Attenuation of phosphate starvation responses by phosphite in Arabidopsis.

When inorganic phosphate is limiting, Arabidopsis has the facultative ability to metabolize exogenous nucleic acid substrates, which we utilized previously to identify insensitive phosphate starvation response mutants in a conditional genetic screen. In this study, we examined the effect of the phosphate analog, phosphite (Phi), on molecular and morphological responses to phosphate starvation. Phi significantly inhibited plant growth on phosphate-sufficient (2 mM) and nucleic acid-containing (2 mM phosphorus) media at concentrations higher than 2.5 mM. However, with respect to suppressing typical responses to phosphate limitation, Phi effects were very similar to those of phosphate. Phosphate starvation responses, which we examined and found to be almost identically affected by both anions, included changes in: (a) the root-to-shoot ratio; (b) root hair formation; (c) anthocyanin accumulation; (d) the activities of phosphate starvation-inducible nucleolytic enzymes, including ribonuclease, phosphodiesterase, and acid phosphatase; and (e) steady-state mRNA levels of phosphate starvation-inducible genes. It is important that induction of primary auxin response genes by indole-3-acetic acid in the presence of growth-inhibitory Phi concentrations suggests that Phi selectively inhibits phosphate starvation responses. Thus, the use of Phi may allow further dissection of phosphate signaling by genetic selection for constitutive phosphate starvation response mutants on media containing organophosphates as the only source of phosphorus.

Conditional identification of phosphate-starvation-response mutants in Arabidopsis thaliana.

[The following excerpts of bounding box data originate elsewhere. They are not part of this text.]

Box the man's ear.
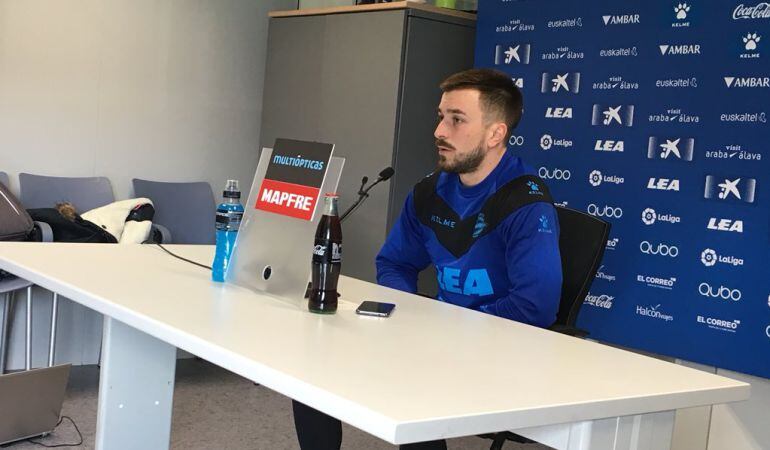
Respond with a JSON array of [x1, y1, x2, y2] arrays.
[[487, 122, 508, 147]]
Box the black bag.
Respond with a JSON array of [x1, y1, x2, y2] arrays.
[[0, 183, 35, 241]]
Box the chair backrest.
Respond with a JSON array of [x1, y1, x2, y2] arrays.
[[133, 178, 217, 244], [556, 206, 610, 326], [19, 173, 115, 214]]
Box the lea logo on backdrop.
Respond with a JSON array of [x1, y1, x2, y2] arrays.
[[254, 139, 334, 220]]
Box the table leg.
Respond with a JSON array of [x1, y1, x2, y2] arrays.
[[24, 286, 32, 370], [48, 292, 59, 367], [513, 411, 675, 450], [96, 316, 176, 450], [0, 291, 13, 375]]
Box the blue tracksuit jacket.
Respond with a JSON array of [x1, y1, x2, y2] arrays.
[[376, 151, 562, 327]]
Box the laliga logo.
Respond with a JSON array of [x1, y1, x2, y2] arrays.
[[700, 248, 717, 267], [639, 241, 679, 258], [588, 170, 602, 186], [698, 283, 743, 302], [540, 134, 553, 150], [537, 167, 572, 181], [642, 208, 658, 225], [587, 203, 623, 219]]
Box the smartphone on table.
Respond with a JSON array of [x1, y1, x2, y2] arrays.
[[356, 300, 396, 317]]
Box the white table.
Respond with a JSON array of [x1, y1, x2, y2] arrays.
[[0, 243, 749, 450]]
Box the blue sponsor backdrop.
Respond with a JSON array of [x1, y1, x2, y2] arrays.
[[476, 0, 770, 377]]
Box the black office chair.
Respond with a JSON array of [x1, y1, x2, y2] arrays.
[[480, 206, 610, 450]]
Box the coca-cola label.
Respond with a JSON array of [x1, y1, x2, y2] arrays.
[[733, 2, 770, 20], [313, 239, 342, 264]]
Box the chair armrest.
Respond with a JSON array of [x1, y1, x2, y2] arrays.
[[548, 325, 589, 338], [150, 223, 171, 244], [35, 221, 53, 242]]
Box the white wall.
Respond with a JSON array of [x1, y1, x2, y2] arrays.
[[671, 361, 770, 450], [0, 0, 296, 198], [0, 0, 297, 368]]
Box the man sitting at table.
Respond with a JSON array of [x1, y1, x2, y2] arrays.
[[294, 69, 562, 450]]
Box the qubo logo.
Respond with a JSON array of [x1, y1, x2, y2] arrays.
[[508, 135, 524, 147], [724, 77, 770, 89], [647, 177, 679, 192], [671, 3, 690, 28], [591, 104, 634, 127], [706, 217, 743, 233], [639, 241, 679, 258], [540, 72, 580, 94], [495, 44, 531, 66], [703, 175, 757, 203], [647, 136, 695, 161], [436, 267, 494, 297], [642, 208, 682, 225], [594, 139, 625, 152], [537, 167, 572, 181], [586, 203, 623, 219], [545, 106, 572, 119], [588, 170, 625, 187], [733, 2, 770, 20], [658, 44, 701, 56], [700, 248, 743, 267], [698, 282, 743, 302]]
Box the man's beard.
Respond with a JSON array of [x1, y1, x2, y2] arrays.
[[436, 141, 487, 175]]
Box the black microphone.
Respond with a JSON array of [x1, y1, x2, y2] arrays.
[[340, 167, 396, 222], [372, 167, 396, 181]]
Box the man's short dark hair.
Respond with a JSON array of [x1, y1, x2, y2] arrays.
[[440, 69, 524, 134]]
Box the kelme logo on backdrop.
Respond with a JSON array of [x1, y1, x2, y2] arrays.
[[671, 3, 691, 28], [738, 31, 762, 59]]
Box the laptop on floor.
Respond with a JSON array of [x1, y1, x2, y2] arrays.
[[0, 364, 72, 444]]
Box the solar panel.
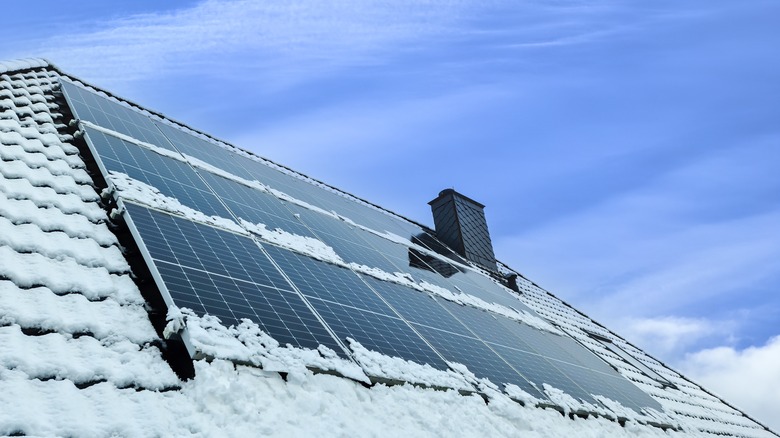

Plants have evolved elaborate metabolic and developmental adaptations to low phosphorus availability. Biochemical responses to phosphate limitation include increased production and secretion of phosphate-acquisition proteins such as nucleases, acid phosphatases, and high-affinity phosphate transporters. However, the signal transduction pathways that sense phosphate availability and integrate the phosphate-starvation response in plants are unknown. We have devised a screen for conditional mutants in Arabidopsis thaliana (L.) Heynh. to dissect signaling of phosphate limitation. Our genetic screen is based on the facultative ability of wild-type Arabidopsis plants to metabolize exogenous DNA when inorganic phosphate is limiting. After screening 50,000 M2 seedlings, we isolated 22 confirmed mutant lines that showed severely impaired growth on medium containing DNA as the only source of phosphorus, but which recovered on medium containing soluble inorganic phosphate. Characterization of nine such mutant lines demonstrated an inability to utilize either DNA or RNA. One mutant line, psr1 (phosphate starvation response), had significantly reduced activities of phosphate-starvation-inducible isoforms of ribonuclease and acid phosphatase under phosphate-limiting conditions. The data suggest that a subset of the selected mutations impairs the expression of more than one phosphate-starvation-inducible enzyme required for utilization of exogenous nucleic acids, and may thus affect regulatory components of a Pi starvation response pathway in higher plants.